American musical performer and lead vocalist

Jon Micah Sumrall (born October 13, 1980) is an American musician and the lead vocalist of the Christian rock band Kutless. He occasionally plays acoustic guitar and piano for the band as well. Sumrall has been a member of Kutless since he started the band with James Mead and Ryan Shrout in 2001. It began as the worship band, Call Box, while Sumrall was still in college. He released Faith & Family, with BEC Recordings, in 2015. He is the band's only remaining original member and, alongside rhythm guitarist James Mead, the only member to appear on every album.

==Early life==
Sumrall grew up in a Christian home. He says: "My dad was one of the pastors at Applegate Christian Fellowship and my whole family was very involved with the church on a daily basis. It grew to be a very large church of nearly 7,000 people and I found myself even at a very young age in a bit of the spotlight. By the time I was 12 years old, I was involved in leading worship as well as helping with some of the younger Sunday school groups.

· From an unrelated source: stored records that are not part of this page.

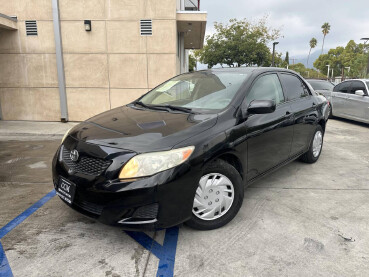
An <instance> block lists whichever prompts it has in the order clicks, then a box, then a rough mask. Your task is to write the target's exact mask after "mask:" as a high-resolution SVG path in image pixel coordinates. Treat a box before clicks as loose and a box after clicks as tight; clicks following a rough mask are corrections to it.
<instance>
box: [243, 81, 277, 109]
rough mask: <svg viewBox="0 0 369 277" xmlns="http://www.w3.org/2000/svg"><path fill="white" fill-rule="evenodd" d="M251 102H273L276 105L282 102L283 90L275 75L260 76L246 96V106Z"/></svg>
mask: <svg viewBox="0 0 369 277" xmlns="http://www.w3.org/2000/svg"><path fill="white" fill-rule="evenodd" d="M253 100H274V101H275V103H276V105H278V104H279V103H281V102H283V101H284V96H283V90H282V86H281V83H280V82H279V78H278V76H277V74H268V75H264V76H261V77H260V78H259V79H257V80H256V82H255V83H254V85H253V86H252V88H251V90H250V92H249V93H248V95H247V96H246V103H247V105H248V104H250V102H251V101H253Z"/></svg>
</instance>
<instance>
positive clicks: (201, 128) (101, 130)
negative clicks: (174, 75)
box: [70, 106, 217, 153]
mask: <svg viewBox="0 0 369 277" xmlns="http://www.w3.org/2000/svg"><path fill="white" fill-rule="evenodd" d="M216 121H217V114H187V113H177V112H166V111H156V110H148V109H141V108H136V107H134V106H123V107H119V108H116V109H113V110H110V111H107V112H104V113H102V114H99V115H97V116H94V117H92V118H90V119H88V120H87V121H85V122H82V123H80V124H78V125H77V126H75V127H74V128H73V129H72V130H71V132H70V135H71V136H72V137H74V138H76V139H78V140H80V141H84V142H86V143H92V144H98V145H104V146H109V147H114V148H121V149H126V150H132V151H135V152H137V153H145V152H152V151H161V150H168V149H171V148H172V147H173V146H175V145H176V144H178V143H179V142H181V141H183V140H186V139H188V138H190V137H192V136H194V135H197V134H199V133H201V132H204V131H206V130H207V129H209V128H211V127H213V126H214V125H215V123H216Z"/></svg>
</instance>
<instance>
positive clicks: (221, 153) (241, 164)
mask: <svg viewBox="0 0 369 277" xmlns="http://www.w3.org/2000/svg"><path fill="white" fill-rule="evenodd" d="M218 159H220V160H223V161H225V162H227V163H229V164H230V165H232V166H233V167H234V168H235V169H236V170H237V171H238V173H239V174H240V176H241V179H242V180H244V179H245V173H244V168H245V167H244V166H243V164H242V162H241V160H240V158H239V157H238V156H237V155H236V154H235V153H233V152H230V151H229V152H222V153H220V154H218V155H215V156H214V157H213V158H211V159H209V160H208V161H207V162H205V166H206V164H209V163H211V162H213V161H215V160H218Z"/></svg>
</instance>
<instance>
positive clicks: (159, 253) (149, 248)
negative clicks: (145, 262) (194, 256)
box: [126, 227, 179, 277]
mask: <svg viewBox="0 0 369 277" xmlns="http://www.w3.org/2000/svg"><path fill="white" fill-rule="evenodd" d="M178 231H179V229H178V227H172V228H169V229H167V230H166V231H165V238H164V243H163V245H160V244H159V243H157V242H156V241H155V240H153V239H152V238H150V237H149V236H148V235H146V234H145V233H141V232H132V231H126V233H127V234H128V235H129V236H130V237H131V238H133V239H134V240H135V241H137V242H138V243H139V244H141V245H142V246H143V247H144V248H146V249H147V250H149V251H150V252H151V253H153V254H154V255H155V256H156V257H157V258H158V259H159V267H158V271H157V273H156V276H161V277H172V276H173V272H174V262H175V257H176V250H177V241H178Z"/></svg>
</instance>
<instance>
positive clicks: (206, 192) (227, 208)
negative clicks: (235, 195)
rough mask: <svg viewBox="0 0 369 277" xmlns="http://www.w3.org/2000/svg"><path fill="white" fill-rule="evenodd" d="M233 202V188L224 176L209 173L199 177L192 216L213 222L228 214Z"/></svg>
mask: <svg viewBox="0 0 369 277" xmlns="http://www.w3.org/2000/svg"><path fill="white" fill-rule="evenodd" d="M233 200H234V187H233V184H232V182H231V180H229V179H228V178H227V177H226V176H225V175H223V174H220V173H210V174H206V175H204V176H202V177H201V179H200V181H199V186H198V188H197V190H196V195H195V199H194V202H193V208H192V212H193V214H194V215H195V216H196V217H198V218H200V219H202V220H214V219H217V218H219V217H221V216H223V215H224V214H226V213H227V212H228V210H229V209H230V208H231V206H232V203H233Z"/></svg>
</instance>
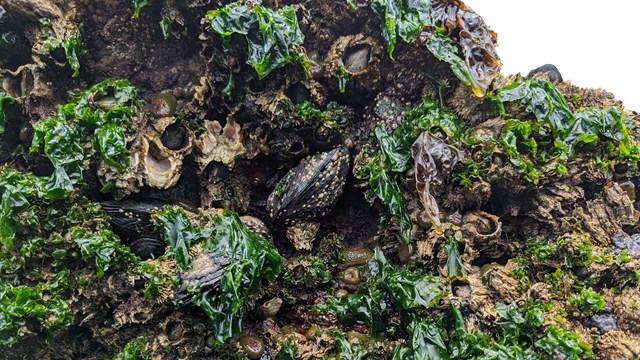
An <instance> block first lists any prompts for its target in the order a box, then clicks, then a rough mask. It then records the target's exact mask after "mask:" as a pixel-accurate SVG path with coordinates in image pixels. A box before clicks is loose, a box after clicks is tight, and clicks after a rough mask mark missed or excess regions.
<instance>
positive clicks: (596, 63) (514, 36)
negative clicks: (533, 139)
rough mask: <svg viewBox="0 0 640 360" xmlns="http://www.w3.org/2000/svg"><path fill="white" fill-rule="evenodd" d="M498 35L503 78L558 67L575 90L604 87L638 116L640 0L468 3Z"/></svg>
mask: <svg viewBox="0 0 640 360" xmlns="http://www.w3.org/2000/svg"><path fill="white" fill-rule="evenodd" d="M465 3H466V4H467V5H468V6H469V7H471V8H472V9H474V10H475V11H476V12H477V13H478V14H479V15H480V16H482V18H483V19H484V21H485V23H486V24H487V25H489V27H490V28H491V29H493V30H494V31H495V32H496V33H498V44H499V46H498V48H497V51H498V55H500V58H501V59H502V71H501V72H502V73H503V74H505V75H506V74H515V73H518V72H519V73H521V74H523V75H527V74H528V73H529V71H530V70H531V69H534V68H536V67H538V66H540V65H543V64H548V63H550V64H554V65H555V66H556V67H558V70H560V73H561V74H562V77H563V79H564V80H570V81H571V82H572V83H573V84H574V85H577V86H581V87H590V88H603V89H606V90H608V91H610V92H612V93H613V94H614V95H615V96H616V98H617V99H619V100H622V102H623V103H624V106H625V108H627V109H630V110H637V111H640V69H639V66H640V56H639V55H638V54H639V53H640V51H639V50H640V49H639V47H640V16H639V14H640V1H634V0H626V1H623V0H608V1H604V2H595V1H588V0H587V1H585V0H583V1H578V0H554V1H552V0H536V1H514V0H465Z"/></svg>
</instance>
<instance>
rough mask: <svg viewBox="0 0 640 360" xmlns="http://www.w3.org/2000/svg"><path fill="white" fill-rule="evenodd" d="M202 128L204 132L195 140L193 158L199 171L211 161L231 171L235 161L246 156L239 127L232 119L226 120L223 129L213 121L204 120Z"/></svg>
mask: <svg viewBox="0 0 640 360" xmlns="http://www.w3.org/2000/svg"><path fill="white" fill-rule="evenodd" d="M204 126H205V131H204V132H203V133H202V134H200V135H199V136H198V137H197V139H196V140H195V145H196V154H195V158H196V161H197V162H198V164H199V166H200V171H203V170H204V169H205V168H206V167H207V165H209V164H210V163H211V162H212V161H217V162H221V163H223V164H224V165H225V166H226V167H227V168H229V169H230V170H231V169H233V166H234V165H235V162H236V159H238V158H240V157H242V156H244V155H245V154H246V149H245V147H244V145H243V143H242V140H243V138H244V137H243V135H242V132H241V131H240V125H238V123H236V122H235V121H234V120H233V118H228V119H227V123H226V124H225V126H224V127H222V125H220V123H219V122H218V121H215V120H214V121H209V120H206V121H205V123H204Z"/></svg>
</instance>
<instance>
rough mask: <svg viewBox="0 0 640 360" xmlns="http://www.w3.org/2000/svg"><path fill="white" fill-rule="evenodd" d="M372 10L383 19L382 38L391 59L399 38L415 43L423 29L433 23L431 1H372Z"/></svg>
mask: <svg viewBox="0 0 640 360" xmlns="http://www.w3.org/2000/svg"><path fill="white" fill-rule="evenodd" d="M371 8H372V9H373V11H374V12H375V13H376V14H377V15H378V16H380V18H381V19H382V37H383V38H384V39H385V41H386V42H387V52H388V53H389V57H390V58H391V59H393V51H394V50H395V47H396V43H397V37H398V36H400V38H402V40H404V41H405V42H407V43H413V42H415V41H416V39H417V37H418V34H420V32H421V31H422V29H424V27H425V26H426V25H427V24H431V23H432V19H431V2H430V1H412V0H372V1H371Z"/></svg>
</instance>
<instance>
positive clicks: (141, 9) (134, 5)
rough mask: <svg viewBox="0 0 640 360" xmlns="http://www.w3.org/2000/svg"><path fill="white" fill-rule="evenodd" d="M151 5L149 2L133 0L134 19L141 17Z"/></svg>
mask: <svg viewBox="0 0 640 360" xmlns="http://www.w3.org/2000/svg"><path fill="white" fill-rule="evenodd" d="M148 5H149V0H133V7H134V9H133V15H131V18H132V19H138V18H139V17H140V11H141V10H142V9H144V8H145V7H147V6H148Z"/></svg>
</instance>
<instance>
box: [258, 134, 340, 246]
mask: <svg viewBox="0 0 640 360" xmlns="http://www.w3.org/2000/svg"><path fill="white" fill-rule="evenodd" d="M348 171H349V152H348V151H347V149H346V148H343V147H339V148H335V149H333V150H331V151H327V152H323V153H317V154H315V155H313V156H309V157H307V158H305V159H303V160H302V161H301V162H300V164H298V166H296V167H294V168H293V169H291V170H290V171H289V172H288V173H287V175H285V177H283V178H282V179H281V180H280V181H279V182H278V185H276V188H275V189H274V191H273V192H272V193H271V195H269V198H268V199H267V212H268V213H269V217H270V218H271V220H272V221H273V224H274V225H275V226H276V227H280V226H281V225H284V226H286V227H292V228H293V229H290V230H287V235H288V238H289V240H290V241H291V242H292V243H293V246H294V247H295V248H296V250H311V242H312V241H313V239H314V238H315V234H316V232H317V230H318V226H317V225H312V224H313V223H314V221H315V220H318V219H320V218H321V217H323V216H324V215H326V214H327V213H328V212H329V211H331V209H332V208H333V206H334V205H335V204H336V202H338V199H339V198H340V196H341V195H342V191H343V189H344V184H345V181H346V178H347V173H348Z"/></svg>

I feel like being on stage has been a part of my entire life but little did I know then how these experiences would play into my life."

==Music history==
He has been the lead vocalist for the Christian rock band Kutless, since its inception in 1999. Sumrall's individual musical recording career commenced in 2015, with the album, Faith & Family, and it was released by BEC Recordings on February 24, 2015.

==Personal life==
Sumrall currently lives in Idaho, with his wife and two kids.

When he has time off the road, he enjoys snowboarding and skiing off high jumps and gets to be an adrenaline junkie. He loves to listen to nature such as a waterfall or the rustling of leaves. During Jon's life, he has had several surgeries for broken bones, dislocations, and sprains.